2 min
The president of Barça, Joan Laporta, speaking yesterday at a press conference at the Auditorium 1899.

BarcelonaWe already knew that Joan Laporta has a gift for oratory, especially if we compare him with his predecessor. Josep María Bartomeu shied away from microphones and press conferences because he was aware that it was not his thing. He stumbled, he ate syllables and his muddled speech even when reading a paper contributed to confusion and, why not say it, to mockery. But what has made him a bad president, a disastrous one, is his management, not his command of the stage. Because, for example, he did not bother to give explanations about 'Barçagate' and limited himself to sending out a communiqué assuring that the audit (which we later found out cost 600,000 euros) exonerated the club and ruled that no one had been ordered to defame anyone. Everything the other way round. And he wanted us to buy it.

Bartomeu also had no qualms about defending the pact with the prosecution by which the Court condemned Barça for tax fraud in the signing of Neymar. Barça, not him or Sandro Rosell. The same Neymar, by the way, who later tried to sign again without success. And he wanted us to buy it.

On Friday he had the very bad idea of sending a letter to the current board which he also made public. I do not know if he is as clumsy as he sometimes seems or he is advised by his worst enemy, but the shot backfired and incidentally did a huge favour to a Laporta who was not too popular after dismissing Leo Messi. The 'Jan' of the old, longed-for days, the one of "que n'aprenguin" and "al loro", the one who eats up the world and makes crumbs out of whoever comes his way, is back. Confident, articulate, with a wit and capable of spending 32 minutes answering a question without a piece of paper in front of him, remembering all the points and arguing without his toupee twitching. An exhibition, really.

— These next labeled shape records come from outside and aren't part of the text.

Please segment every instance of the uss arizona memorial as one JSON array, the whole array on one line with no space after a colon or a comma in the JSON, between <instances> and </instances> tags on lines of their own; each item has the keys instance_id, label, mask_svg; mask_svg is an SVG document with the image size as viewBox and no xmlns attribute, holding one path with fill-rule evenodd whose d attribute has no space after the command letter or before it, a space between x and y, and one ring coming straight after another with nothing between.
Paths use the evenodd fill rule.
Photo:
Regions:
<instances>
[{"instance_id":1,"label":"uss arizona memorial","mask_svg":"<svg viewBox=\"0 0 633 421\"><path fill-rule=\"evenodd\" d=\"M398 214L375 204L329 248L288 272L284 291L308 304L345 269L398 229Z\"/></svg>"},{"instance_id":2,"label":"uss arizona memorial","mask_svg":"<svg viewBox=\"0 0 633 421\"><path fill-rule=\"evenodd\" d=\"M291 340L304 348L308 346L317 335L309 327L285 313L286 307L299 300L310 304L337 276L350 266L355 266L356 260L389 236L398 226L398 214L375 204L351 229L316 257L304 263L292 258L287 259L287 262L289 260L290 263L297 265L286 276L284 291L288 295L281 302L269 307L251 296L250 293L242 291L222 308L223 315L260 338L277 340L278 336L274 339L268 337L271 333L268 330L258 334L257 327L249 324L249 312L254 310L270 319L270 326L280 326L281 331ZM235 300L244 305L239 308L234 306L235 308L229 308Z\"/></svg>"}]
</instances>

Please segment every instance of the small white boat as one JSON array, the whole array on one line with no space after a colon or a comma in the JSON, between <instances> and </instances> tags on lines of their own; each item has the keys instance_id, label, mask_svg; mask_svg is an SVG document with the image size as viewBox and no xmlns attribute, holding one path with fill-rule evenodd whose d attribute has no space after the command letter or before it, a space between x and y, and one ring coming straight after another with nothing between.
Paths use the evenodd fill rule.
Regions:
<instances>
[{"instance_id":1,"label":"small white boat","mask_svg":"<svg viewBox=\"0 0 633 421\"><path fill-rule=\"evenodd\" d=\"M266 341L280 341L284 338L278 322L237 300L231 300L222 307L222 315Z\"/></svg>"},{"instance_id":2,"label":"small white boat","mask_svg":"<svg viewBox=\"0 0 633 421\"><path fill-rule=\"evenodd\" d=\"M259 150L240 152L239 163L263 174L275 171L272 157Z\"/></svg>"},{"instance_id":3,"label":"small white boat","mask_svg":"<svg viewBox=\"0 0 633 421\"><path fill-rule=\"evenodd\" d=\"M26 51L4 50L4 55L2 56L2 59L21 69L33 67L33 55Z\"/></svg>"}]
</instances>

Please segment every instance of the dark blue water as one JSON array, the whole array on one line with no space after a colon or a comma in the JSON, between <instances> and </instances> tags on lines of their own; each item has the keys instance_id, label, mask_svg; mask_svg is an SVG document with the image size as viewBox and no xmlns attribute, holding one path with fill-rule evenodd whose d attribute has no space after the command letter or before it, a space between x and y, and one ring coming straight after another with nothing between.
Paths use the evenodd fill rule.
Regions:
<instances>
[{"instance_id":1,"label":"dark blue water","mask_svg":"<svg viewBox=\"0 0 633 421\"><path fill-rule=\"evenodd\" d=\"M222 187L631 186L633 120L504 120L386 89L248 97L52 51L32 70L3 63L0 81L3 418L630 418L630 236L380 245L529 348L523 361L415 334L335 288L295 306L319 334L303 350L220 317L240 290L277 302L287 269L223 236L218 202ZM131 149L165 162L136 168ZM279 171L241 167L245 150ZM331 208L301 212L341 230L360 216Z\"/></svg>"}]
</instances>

Yet, he did not give a single detail on how he will manage to get out of the hole that Bartomeu and company have dug so carefully and not even named in the two hours long appearance his great colleague Florentino Perez. It's all excitement, enormous emotion and a lot of enthusiasm. At least this time he spared us the talk of a splendid epoch ahead because we wouldn't have bought it. Not with the apocalyptic numbers that he had just given. To save the club from ruin he'll need more than lip service. He needs a plan. And he hasn't said a word about that yet.